4. Play "What's for Dinner?" You, as the leader, play the two-beat pattern of dotted eighth, sixteenth, eighth, eighth while saying, "What's for dinner?" The students must answer within a two-beat pattern, for example: ti-ri-ti-ri ti-ti (that's the rhythm they'd play) for hamburgers and french fries. Lots of fun!


End-Of-The-Year Activity: Recorder Bingo - Gretchen Taylor
  I wanted to let you all know that my homemade recorder bingo game was great success with my 6ths and 7ths. I prepared a blank tic-tac-toe grid with a "Melody Space" in the middle. I made copies of the grid. Then I copied the Recorder Karate chart of all the notes/fingerings found in the book. I let the kids prepare their own grids by having them cut out 8 of the 10 possible notes and glue them on the grid in any arrangement they wanted. Then I had them glue the grids onto black construction paper. I laminated them all. I made two laminated copies of the note/fingering chart, one which I cut up by notes for calling, and the other for the master chart.
  To play, I invited a student to be the caller. I drew each note card, s/he would play the note for the class. No note names were given - they had to go strictly by the fingering and sound. All would mark their cards until a Bingo was called. Then the caller would check the winner's card. The winner would call out each note name and then play it. I would check the master chart. Now, if their bingo checked out okay, they would then have to come up front and play a few measures from a simple song out of the method book. This is for the Melody Space. If there was more than one bingo, all winners would come up and play.
  To make the game a little more interesting, I would determine various patterns for each round (like an X, +, T, L, upside down T, postage stamp, H, etc.). Each pattern included the Melody Space.
  The kids really seemed to enjoy the game. The different callers got some extra practice playing all the notes and being a leader, AND I got to hear the kids play (a way to get some extra assessments).
  It took my 7th graders most of one class period to make the cards. We spent a whole period (45 min.) playing the game.
  Know though, that both of my classes playing the Bingo game have been introduced to all the notes. Hope this is clear enough.

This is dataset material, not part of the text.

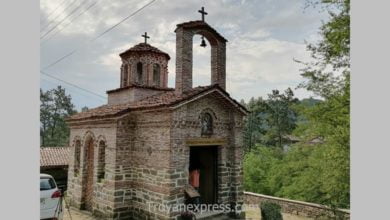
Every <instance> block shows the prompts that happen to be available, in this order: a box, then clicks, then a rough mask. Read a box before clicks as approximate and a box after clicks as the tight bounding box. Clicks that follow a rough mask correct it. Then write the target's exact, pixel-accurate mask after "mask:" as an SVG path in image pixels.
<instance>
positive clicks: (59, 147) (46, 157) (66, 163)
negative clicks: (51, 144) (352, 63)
mask: <svg viewBox="0 0 390 220" xmlns="http://www.w3.org/2000/svg"><path fill="white" fill-rule="evenodd" d="M40 151H41V158H40V164H41V168H53V167H67V166H68V163H69V152H70V149H69V147H41V149H40Z"/></svg>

End-Of-The-Year Activity: Rhythm Race - Sandy Elder
RHYTHM RACE (2nd-5th)
  Best with small to medium class sizes. For large classes, divide into three teams instead of two and make floor markings for three teams.

Materials: tape to mark two X's on the floor (not necessary if you have two sturdy NON-FOLDING chairs that DON'T slide easily), small drum and stick, black/white board, chalk/markers, eraser(s), and (opt.) enough little treats for the whole class (little candies or whatever).

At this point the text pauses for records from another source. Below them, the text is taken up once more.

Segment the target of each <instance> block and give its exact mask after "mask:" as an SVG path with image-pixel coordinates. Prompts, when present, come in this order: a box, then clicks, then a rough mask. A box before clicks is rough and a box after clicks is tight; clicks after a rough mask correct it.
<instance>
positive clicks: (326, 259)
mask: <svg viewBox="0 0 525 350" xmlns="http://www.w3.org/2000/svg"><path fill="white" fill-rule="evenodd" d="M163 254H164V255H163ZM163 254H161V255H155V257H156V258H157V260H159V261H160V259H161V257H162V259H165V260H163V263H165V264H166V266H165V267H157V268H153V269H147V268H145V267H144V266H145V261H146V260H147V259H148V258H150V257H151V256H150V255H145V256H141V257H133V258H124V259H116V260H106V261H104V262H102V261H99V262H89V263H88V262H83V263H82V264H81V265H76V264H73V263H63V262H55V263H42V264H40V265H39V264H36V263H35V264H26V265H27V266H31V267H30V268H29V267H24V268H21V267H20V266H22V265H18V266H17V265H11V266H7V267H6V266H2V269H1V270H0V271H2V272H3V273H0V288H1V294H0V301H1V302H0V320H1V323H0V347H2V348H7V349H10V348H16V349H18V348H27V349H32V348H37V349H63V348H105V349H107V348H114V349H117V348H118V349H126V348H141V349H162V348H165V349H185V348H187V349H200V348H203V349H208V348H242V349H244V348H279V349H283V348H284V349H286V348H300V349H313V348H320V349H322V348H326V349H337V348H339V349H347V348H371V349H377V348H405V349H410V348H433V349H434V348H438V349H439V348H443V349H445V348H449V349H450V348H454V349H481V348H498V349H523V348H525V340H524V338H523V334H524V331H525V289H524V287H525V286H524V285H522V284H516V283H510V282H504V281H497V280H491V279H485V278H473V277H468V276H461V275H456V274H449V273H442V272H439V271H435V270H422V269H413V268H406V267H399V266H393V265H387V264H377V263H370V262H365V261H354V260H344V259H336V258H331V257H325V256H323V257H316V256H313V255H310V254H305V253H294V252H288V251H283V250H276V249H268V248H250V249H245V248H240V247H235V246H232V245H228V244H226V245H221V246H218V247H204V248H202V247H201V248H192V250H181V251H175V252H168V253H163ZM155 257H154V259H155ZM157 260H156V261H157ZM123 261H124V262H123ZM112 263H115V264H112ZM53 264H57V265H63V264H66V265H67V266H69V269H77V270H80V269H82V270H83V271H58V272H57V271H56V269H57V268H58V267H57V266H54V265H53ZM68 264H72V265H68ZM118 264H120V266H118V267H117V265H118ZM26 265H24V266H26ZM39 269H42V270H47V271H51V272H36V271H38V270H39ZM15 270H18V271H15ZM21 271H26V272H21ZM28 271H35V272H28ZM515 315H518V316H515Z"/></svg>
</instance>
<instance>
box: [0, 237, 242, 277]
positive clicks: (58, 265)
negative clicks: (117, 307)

1. Choose two captains and divide into equal teams (okay if not exact).
2. Have kids sit as teams, facing the board.
3. On the floor (or using chairs), draw two large X's next to each other. This is where the players will sit when it's their turn. They should be positioned in front of the other players. On bare/carpeted floors, draw a T with tape and have each team sit on one side of the T. Draw the X's just in front of the T.

1. Captains each pick one kid to sit on their X.
2. Teacher plays a rhythm (start easy and progress through the game) on the drum.
3. Entire class echoes. (They will not do this automatically, but will instead be tempted to run to the board right away. This is an important step, though, because it keeps the entire class engaged and helps them remember the rhythm better.)
4. Teacher says, "GO!!!," and kids on the X's race to the board, write the rhythm, and race back to their X's.
5. First one back gets his/her answer checked first. If right = 1 pt., if wrong = check the slower kid's answer. Pt. if right.
6. If both reach the X together, check both.
7. If no one gets the answer right, repeat it for the next two players.
8. Play until end of lesson.
9. Treat for all who are good sports (losers AND winners) and double treat for winners, or just let them line up first.

  This is quite an active lesson, but it harnesses their energy into a wonderful learning game and gives you the chance to do some informal assessing.